James Dyson and the team at the James Dyson Foundation announced today the winner of the 2018 Dyson Award, selecting a small, omnidirectional wind turbine out of 20 international finalists. Called O-Wind, this soft globe hangs suspended between cables, above and below, and spins around a vertical axis whether the wind is coming from above, below or from the side.
“The complicated shape takes wind and makes it go through tunnels, and creates pressure differences … which makes it spin always the same direction,” says inventor Nicolas Orellana, a recent Lancaster University master’s of science graduate who now works full time on O-Wind.
Orellana developed the first O-Wind prototype not as a generator, but as a wind-driven rover that could travel efficiently across flat deserts. Along with partner Yaseen Noorani, who he knew from Lancaster, Orellana realized the same principle could be used for power generation. Wide vents throughout the ball, facing different directions, siphon wind through smaller vents, kind of like a bunch of parafoils twisted together into a ball. The pressure differences from the wide vents to the small ones make the device rotate around a single axis due to Bernoulli’s principle.
That spin can power an electric generator, connected to the ball by a rod, and Orellana envisions the 25-centimeter orbs strung up on apartment building balconies, taking advantage of chaotic wind patterns to power people’s homes, sell energy back to the grid or tap into feed-in-tariffs like the ones offered in the UK for homeowners who help create green energy.
The two main types of turbines in the world today both rotate only when wind hits them face-on. Traditional, horizontal turbines look like windmills, and can turn to face incoming wind, but not wind coming from above or below. Generators with vertically oriented blades can fit into smaller spaces, but are less efficient and still operate only under wind in the horizontal plane.
“If you put a wind turbine on your balcony, you’re not only going to get horizontal wind,” says Orellana. “In that position, you can also get vertical winds or diagonal winds, and it changes in every situation. With this one … it can work more continuously, and provide much more energy to your house.”
The Dyson Awards are given to students or graduates within four years of a university program, who have built viable, innovative, original tools or devices that solve a particular problem, from small to large, and who can demonstrate a physical prototype. As first-place winners, Orellana and Noorani will receive $40,000, which they’ll be able to invest in the project any way they choose. “The money we give them is as much an investment in the people that have done the projects as it is in the projects,” says Chris Vincent, a senior design engineer at Dyson who helps select finalists for the award. “We have this ability to, from a distance, help some really really impressive pioneering and up and coming engineers and designers.”
O-Wind comes out of a class of finalists with a wide variety of inventions, from a wearable medical device that monitors medical fluid drains for infection to a wastewater recovery system for power plants, and even a prefabricated ant nest (for producing ants either for human consumption or to feed to livestock) and a plastic fork made from potato waste. One of the major trends, though, is toward devices that will address inefficiencies, living standards, and environmental issues in urban settings. O-Wind fits this category, as does Orca, an autonomous lake cleaning robot, and Lighthouse, a small, soft, leak-detecting robot that travels through pipes to prevent water main breaks, as well as several others.
“Those are kind of trying to work around this constant growth of cities we see, all around the world,” says Vincent. “Although the growth of those cities can come with a certain amount of increased efficiency and improved connection and communication between people, because you’ve got so many things stacking on top of each other it can often mean that inefficiencies creep into the system.”
Orellana and Noorani have built functional prototypes for O-Wind, but they’re still experimenting with size and material.

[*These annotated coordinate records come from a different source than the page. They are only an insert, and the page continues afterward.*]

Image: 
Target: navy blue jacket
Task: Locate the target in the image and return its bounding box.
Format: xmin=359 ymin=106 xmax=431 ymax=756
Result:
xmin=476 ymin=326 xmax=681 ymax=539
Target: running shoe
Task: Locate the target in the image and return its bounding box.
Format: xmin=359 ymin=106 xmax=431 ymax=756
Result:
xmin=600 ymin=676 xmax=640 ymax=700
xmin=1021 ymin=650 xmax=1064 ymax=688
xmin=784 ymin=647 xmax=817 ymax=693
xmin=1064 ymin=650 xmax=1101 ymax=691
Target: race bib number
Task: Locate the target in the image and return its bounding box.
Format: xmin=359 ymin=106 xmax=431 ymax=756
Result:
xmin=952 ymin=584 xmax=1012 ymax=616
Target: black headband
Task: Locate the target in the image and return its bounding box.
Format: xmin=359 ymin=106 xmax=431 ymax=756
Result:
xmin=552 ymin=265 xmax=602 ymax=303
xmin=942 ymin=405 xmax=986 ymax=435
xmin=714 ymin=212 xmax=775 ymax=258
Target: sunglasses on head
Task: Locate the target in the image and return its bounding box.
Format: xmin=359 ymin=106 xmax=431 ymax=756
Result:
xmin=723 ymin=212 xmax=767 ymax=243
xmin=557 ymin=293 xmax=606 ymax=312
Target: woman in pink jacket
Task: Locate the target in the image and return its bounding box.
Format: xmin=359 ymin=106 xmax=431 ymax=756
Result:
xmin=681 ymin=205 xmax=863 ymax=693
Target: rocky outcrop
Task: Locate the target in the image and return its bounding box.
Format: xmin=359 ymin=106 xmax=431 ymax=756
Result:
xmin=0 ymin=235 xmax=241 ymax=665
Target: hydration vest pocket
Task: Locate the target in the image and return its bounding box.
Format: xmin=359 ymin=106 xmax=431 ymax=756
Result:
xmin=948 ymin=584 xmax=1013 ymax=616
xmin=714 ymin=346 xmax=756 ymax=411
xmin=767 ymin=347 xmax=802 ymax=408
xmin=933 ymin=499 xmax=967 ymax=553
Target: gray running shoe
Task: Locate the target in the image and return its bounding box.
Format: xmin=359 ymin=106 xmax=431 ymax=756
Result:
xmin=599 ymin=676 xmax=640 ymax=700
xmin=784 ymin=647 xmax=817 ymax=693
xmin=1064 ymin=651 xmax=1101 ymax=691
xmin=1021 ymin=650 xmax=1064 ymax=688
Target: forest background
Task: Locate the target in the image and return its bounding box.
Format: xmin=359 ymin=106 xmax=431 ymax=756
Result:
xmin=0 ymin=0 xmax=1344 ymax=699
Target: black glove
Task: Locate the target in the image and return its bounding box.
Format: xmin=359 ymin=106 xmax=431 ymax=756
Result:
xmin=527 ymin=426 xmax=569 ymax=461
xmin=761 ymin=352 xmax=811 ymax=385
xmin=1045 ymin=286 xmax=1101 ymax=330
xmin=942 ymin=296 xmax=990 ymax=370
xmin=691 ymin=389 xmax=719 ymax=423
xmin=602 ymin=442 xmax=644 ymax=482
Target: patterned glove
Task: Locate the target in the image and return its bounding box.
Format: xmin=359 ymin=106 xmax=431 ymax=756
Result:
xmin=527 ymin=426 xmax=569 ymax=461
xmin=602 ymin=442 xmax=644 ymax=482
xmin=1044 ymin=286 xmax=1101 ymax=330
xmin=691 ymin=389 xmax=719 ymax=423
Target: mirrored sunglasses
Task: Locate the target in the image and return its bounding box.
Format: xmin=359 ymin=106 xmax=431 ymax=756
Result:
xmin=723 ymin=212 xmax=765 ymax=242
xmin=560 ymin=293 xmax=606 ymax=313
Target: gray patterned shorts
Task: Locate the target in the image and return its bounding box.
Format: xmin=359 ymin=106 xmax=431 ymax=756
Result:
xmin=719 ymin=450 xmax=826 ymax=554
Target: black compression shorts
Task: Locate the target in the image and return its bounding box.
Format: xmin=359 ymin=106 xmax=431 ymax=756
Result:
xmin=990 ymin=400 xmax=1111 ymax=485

First, it was a rover, not even ball shaped, but capable of traveling across a beach. They tried 3D printing a plastic one, but it took three months, and in the intervening time they built one from cardboard and paper, which wound up performing better in a wind tunnel than the plastic one anyway. But there are still many questions. Is the current, 25 centimeter diameter best? Should it be made from paper, cardboard or 3D printed plastic? These questions will also help determine how much the device might cost. The two inventors are hoping to see adoption of the technology by millions of people, thanks in part to publicity from the award and a patent they’ve applied for.
“We hope that O-Wind Turbine will improve the usability and affordability of turbines for people across the world,” says Orellana. “Cities are windy places, but we are currently not harnessing this resource. Our belief is that if we make it easier to generate green energy, people will be encouraged to play a bigger own role in conserving our planet.”